Now, before we do that, a quick shout-out to Andrea over at The Creative Impostor Studios. Just the other day, I saw one of my clients actually started a podcast within their company. And this is something I’ve noticed more and more, that companies are creating internal podcasts to connect with their employees. Podcasting continues to grow. So if you’re thinking of starting a podcast, if you want to start one within your company, whatever you want to do, if you need help, Andrea is your go-to resource. We’re going to have a link over to Andrea’s website and her company, The Creative Impostor Studios, on this episode’s webpage. So check it out.
Also, Selling Through Tough Times is now available. It’s available on Amazon, Barnes & Noble, wherever you get your books. You can download it on your Kindle, you can use the Audible app on Amazon to listen to it, you can read the book (which is always my preferred method), but hey, it’s available. In fact, we have a whole chapter dedicated to Discovery in the book, and I’m going to share a couple of insights and ideas from the book, so pick it up. It’s there; it’s available for you. It’s going to help you sell more profitably during these tough times.
So let’s answer that question: How do I prepare for the discovery sales call? So, let’s get some basic terms down to begin with. When we say a discovery sales call, this is the initial meeting with your customer or prospect where you are trying to discover their needs. And we use that word discover intentionally, because your goal is to not come in and try to find things that you already knew, you’re trying to discover something new. You’re trying to help your customers discover something new. We intentionally use that word discovery.
Now, the challenge with most discovery meetings, the seller will come in seller focused versus customer focused. They come in with the intent to sell versus the intent to learn. Discovery is all about learning and uncovering something new. So make sure that when you enter the conversation, you are entering it focused on the customer and their needs, and trying to figure out and learn something new. So I’m going to provide you three tips, and within one of those tips, I’m going to give you a few questions that can help generate good discussion.

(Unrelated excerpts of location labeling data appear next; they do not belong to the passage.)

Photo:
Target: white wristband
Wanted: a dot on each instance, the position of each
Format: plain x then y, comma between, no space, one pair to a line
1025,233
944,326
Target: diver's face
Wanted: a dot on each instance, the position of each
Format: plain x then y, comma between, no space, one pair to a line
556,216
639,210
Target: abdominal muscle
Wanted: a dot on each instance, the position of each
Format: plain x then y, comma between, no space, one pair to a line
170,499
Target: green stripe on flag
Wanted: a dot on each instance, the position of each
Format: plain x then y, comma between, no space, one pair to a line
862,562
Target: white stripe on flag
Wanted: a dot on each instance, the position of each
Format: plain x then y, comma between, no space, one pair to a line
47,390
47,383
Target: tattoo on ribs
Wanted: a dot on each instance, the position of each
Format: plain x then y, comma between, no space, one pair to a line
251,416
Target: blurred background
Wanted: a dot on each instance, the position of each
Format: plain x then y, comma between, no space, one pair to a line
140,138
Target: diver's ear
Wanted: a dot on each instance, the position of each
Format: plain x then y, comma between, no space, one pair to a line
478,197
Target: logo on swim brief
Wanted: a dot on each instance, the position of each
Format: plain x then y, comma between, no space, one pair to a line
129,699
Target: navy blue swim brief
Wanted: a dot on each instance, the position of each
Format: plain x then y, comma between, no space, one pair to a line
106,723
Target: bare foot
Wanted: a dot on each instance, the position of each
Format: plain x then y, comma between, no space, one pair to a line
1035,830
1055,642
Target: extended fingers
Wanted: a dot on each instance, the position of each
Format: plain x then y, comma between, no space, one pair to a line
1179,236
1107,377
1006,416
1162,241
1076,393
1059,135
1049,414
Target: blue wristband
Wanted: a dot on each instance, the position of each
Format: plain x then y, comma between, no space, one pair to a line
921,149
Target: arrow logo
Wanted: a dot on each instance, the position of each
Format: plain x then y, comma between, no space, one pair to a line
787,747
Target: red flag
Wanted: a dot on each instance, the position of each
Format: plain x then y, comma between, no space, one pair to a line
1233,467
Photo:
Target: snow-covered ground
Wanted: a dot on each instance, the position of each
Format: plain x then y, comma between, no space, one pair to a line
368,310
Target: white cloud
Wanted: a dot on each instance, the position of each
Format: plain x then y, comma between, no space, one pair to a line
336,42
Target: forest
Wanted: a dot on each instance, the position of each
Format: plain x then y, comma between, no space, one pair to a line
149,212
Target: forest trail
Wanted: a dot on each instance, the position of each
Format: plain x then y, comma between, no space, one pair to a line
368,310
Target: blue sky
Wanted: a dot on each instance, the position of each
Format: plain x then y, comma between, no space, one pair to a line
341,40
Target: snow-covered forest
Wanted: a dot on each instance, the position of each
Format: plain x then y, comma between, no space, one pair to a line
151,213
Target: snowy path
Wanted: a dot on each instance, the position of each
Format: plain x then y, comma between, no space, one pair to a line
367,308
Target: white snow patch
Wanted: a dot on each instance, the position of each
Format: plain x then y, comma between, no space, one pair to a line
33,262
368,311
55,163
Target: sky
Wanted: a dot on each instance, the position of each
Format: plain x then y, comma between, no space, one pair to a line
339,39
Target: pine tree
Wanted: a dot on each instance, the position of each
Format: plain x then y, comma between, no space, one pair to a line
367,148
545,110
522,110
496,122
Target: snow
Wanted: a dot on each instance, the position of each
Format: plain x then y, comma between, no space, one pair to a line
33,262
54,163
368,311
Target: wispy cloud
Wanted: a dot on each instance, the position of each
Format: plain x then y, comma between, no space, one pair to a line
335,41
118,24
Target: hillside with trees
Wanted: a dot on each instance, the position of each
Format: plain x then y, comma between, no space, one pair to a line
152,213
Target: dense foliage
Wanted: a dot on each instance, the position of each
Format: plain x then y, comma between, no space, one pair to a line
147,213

The first tip: when you are preparing for the discovery call—this one’s important—we want to suspend our assumptions. Suspend your assumptions. We don’t want to walk into an opportunity or do a discovery meeting thinking that we know what the customer’s needs are. And the reason why is simple. If we believe that their strongest need is—I don’t know—say quality, for example, then everything we hear from the customer is going to funnel back towards that assumption that we’re making: that quality is the most important thing. And that creates a problem because we could—, we become biased. We end up focusing just on that one element and we could miss other things that are important to that customer. So, we want to suspend our assumptions before going into that discovery meeting.

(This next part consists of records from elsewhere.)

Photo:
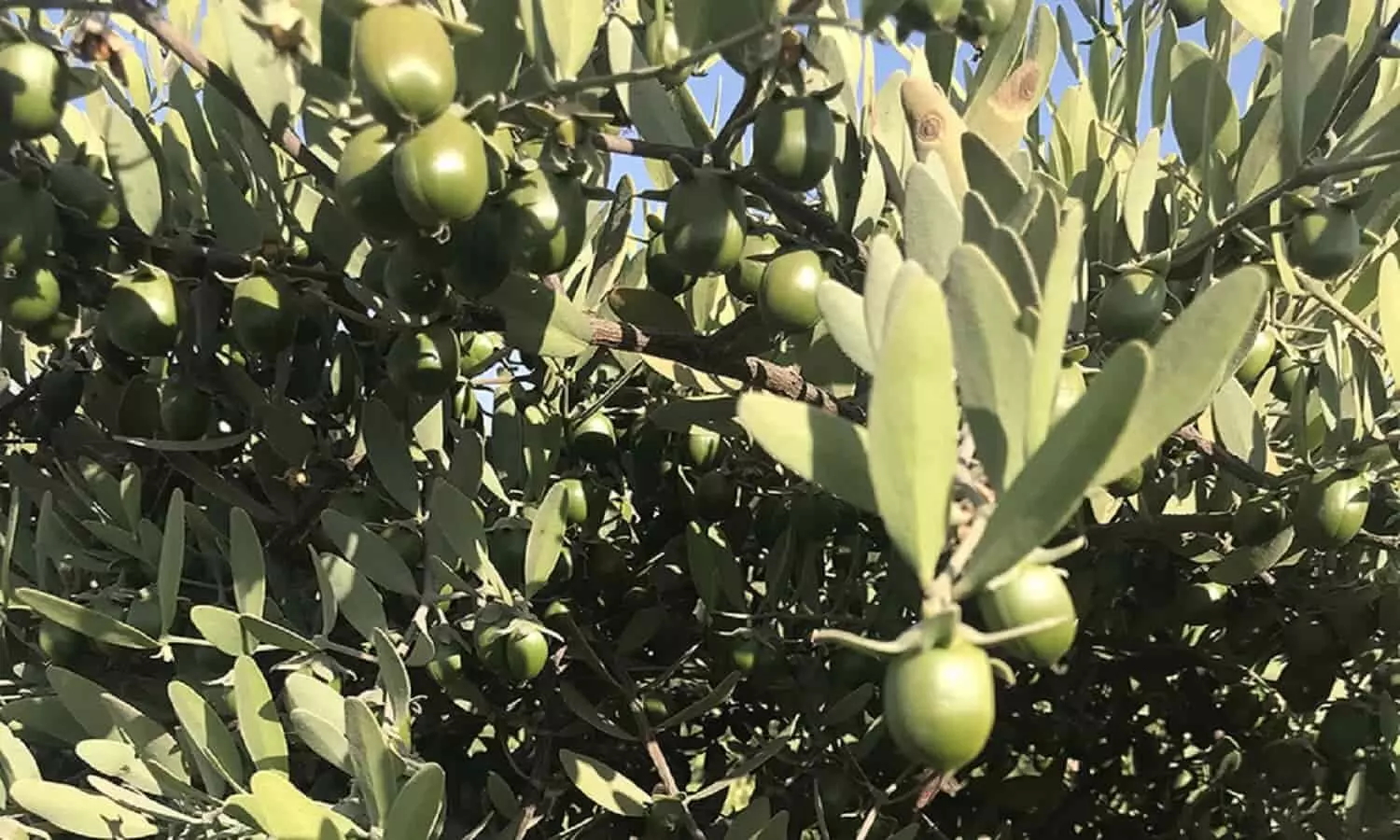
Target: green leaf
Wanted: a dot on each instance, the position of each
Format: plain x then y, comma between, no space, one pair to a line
89,622
207,733
1246,563
419,805
1057,305
258,724
374,556
377,767
386,447
133,157
608,789
287,814
221,627
539,319
173,559
993,360
1190,360
77,811
1057,476
913,423
245,557
818,445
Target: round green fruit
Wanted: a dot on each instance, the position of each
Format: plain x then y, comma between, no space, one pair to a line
546,215
705,224
403,64
30,299
1035,593
595,439
787,296
941,705
745,279
1324,241
441,173
263,315
425,361
663,272
525,654
58,643
703,447
1131,305
1189,13
364,185
142,315
1260,353
794,142
185,411
1330,509
576,501
34,89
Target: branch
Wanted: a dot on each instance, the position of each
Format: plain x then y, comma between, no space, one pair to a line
786,204
173,39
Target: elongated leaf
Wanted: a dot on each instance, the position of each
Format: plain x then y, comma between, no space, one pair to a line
608,789
258,724
386,447
377,767
546,539
820,447
77,811
1057,476
913,425
173,559
419,805
89,622
374,556
245,557
1190,360
207,733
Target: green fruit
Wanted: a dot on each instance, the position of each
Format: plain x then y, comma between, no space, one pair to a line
1260,353
441,173
745,279
714,497
1330,509
1131,305
546,216
794,142
703,447
81,189
263,315
705,224
403,64
364,185
525,654
59,643
663,272
1187,13
34,89
425,361
475,349
142,315
576,501
787,296
983,20
30,299
594,440
940,705
1324,241
185,411
1035,593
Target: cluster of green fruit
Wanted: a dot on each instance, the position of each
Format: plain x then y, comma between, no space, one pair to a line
940,700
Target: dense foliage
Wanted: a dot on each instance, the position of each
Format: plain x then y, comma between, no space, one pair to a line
921,455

And we can do that with a simple exercise. I think a mental affirmation—just saying to yourself, “Okay. I know a little bit about this customer. I’m familiar with some of the common problems and challenges that they’re facing. But I will not assume that those are the only problems and challenges they’re facing. I am going to enter this conversation with an open mind so I can listen and perhaps discover something new.” We have to suspend our assumptions before going in.

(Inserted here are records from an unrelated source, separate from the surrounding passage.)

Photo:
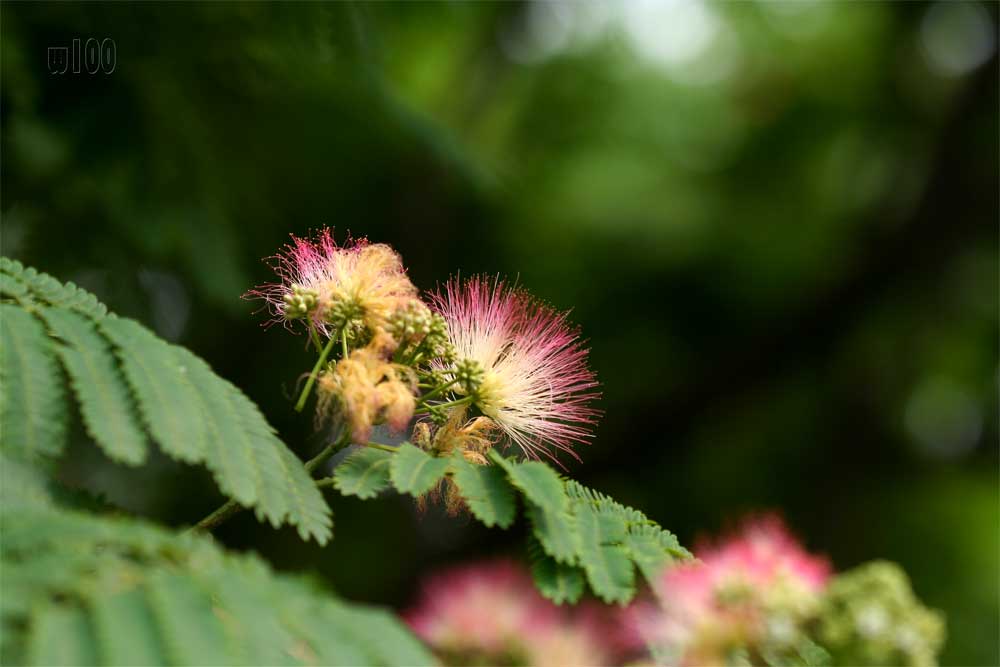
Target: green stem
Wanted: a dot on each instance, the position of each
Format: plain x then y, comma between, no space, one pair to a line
422,408
384,448
435,392
315,338
221,515
312,376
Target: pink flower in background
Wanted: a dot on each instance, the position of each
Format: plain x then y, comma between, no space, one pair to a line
751,590
537,386
316,275
491,613
486,606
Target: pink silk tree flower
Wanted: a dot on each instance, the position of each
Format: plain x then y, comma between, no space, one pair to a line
536,384
752,590
482,608
490,613
331,285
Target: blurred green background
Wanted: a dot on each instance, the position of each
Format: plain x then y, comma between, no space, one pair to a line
775,222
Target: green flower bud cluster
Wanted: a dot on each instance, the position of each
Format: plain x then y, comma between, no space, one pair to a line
410,324
345,314
437,341
870,616
469,375
300,302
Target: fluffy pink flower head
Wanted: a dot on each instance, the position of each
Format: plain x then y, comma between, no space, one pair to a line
486,607
491,613
318,277
537,386
750,588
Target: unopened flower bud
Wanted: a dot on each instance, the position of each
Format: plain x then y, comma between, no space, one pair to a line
469,375
411,323
299,302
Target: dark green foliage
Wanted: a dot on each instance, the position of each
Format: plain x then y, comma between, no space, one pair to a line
32,397
414,471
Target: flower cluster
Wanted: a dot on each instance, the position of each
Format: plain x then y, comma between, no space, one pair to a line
490,614
870,616
479,363
760,598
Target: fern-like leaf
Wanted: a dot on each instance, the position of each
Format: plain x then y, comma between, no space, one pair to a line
92,591
538,482
47,289
487,493
167,399
414,471
365,473
32,400
105,404
556,581
555,530
602,554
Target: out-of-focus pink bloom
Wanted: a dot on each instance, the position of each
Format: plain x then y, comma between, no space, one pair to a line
490,612
751,589
316,275
485,606
537,386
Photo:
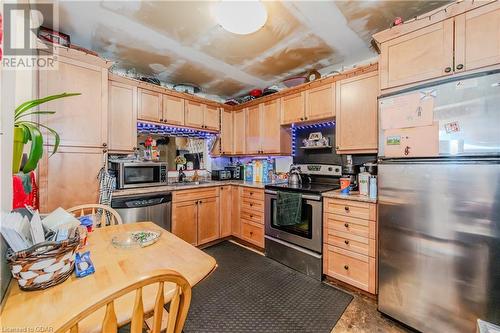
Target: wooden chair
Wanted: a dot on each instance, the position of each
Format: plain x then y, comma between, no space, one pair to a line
106,213
177,313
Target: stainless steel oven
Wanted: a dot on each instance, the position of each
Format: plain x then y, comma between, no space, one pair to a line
139,174
308,233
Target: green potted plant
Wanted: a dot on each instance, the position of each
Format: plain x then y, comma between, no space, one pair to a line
26,130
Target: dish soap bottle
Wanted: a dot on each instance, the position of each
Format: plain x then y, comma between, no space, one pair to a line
364,182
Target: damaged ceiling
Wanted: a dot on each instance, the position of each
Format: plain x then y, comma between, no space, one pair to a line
180,41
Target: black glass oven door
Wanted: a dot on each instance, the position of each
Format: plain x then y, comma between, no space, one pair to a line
303,229
141,175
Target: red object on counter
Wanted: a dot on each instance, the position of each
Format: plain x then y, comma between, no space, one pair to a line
20,197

Now, on this show, I have repeatedly said that pre-call planning is important. It’s the breakfast, lunch and dinner of sales champions. We are always going to go in there prepared for the meeting. But in addition to pre-call planning, there’s also a benefit to not knowing very much about a specific company or an industry. Granted, we’re always going to do a little bit of research, but the less we know, the more curious we become. And so, there’s a benefit there as well. It’s kind of paradoxical. We want to plan and prepare, but we also want to keep our mind fresh and not create any assumptions. And sometimes knowing very little can be a great benefit because we ask more questions. Either way, tip number one: you’ve got to suspend your assumptions.
Tip number two: we are not trying to interview our customer. That’s not what we’re trying to do. We don’t want to have an interview with our customers. An interview is like a ping-pong, back-and-forth of questions. Instead, what we’re looking to do is enter into a general dialogue with our customers. And dialogue is a little bit different than just having an interview or a conversation. Dialogue is about the free flow of meaning throughout 2, 3, 4, 5 individuals. It’s a free flow of meaning within a group. And Peter Senge wrote about this in his book, The Fifth Discipline. He talks about the art of dialogue in his book. And it’s a great description, and he highlights that free flow of meaning where, together as a group, you develop insights that maybe you wouldn’t have developed otherwise. And we can only do that if we walk into the room with the understanding that we are suspending our assumptions. We’re looking to discover something new. So that’s the goal is we get in there and we generate dialogue. Yeah, you’re going to have a few questions to help get the conversation started, but once you start talking and the customer starts talking and you’re listening and they’re listening, you want it to turn into a dialogue where you’re just having a free flow of conversation, where you’re learning and perhaps discovering something new. So keep that piece in mind. We want to go for that dialogue.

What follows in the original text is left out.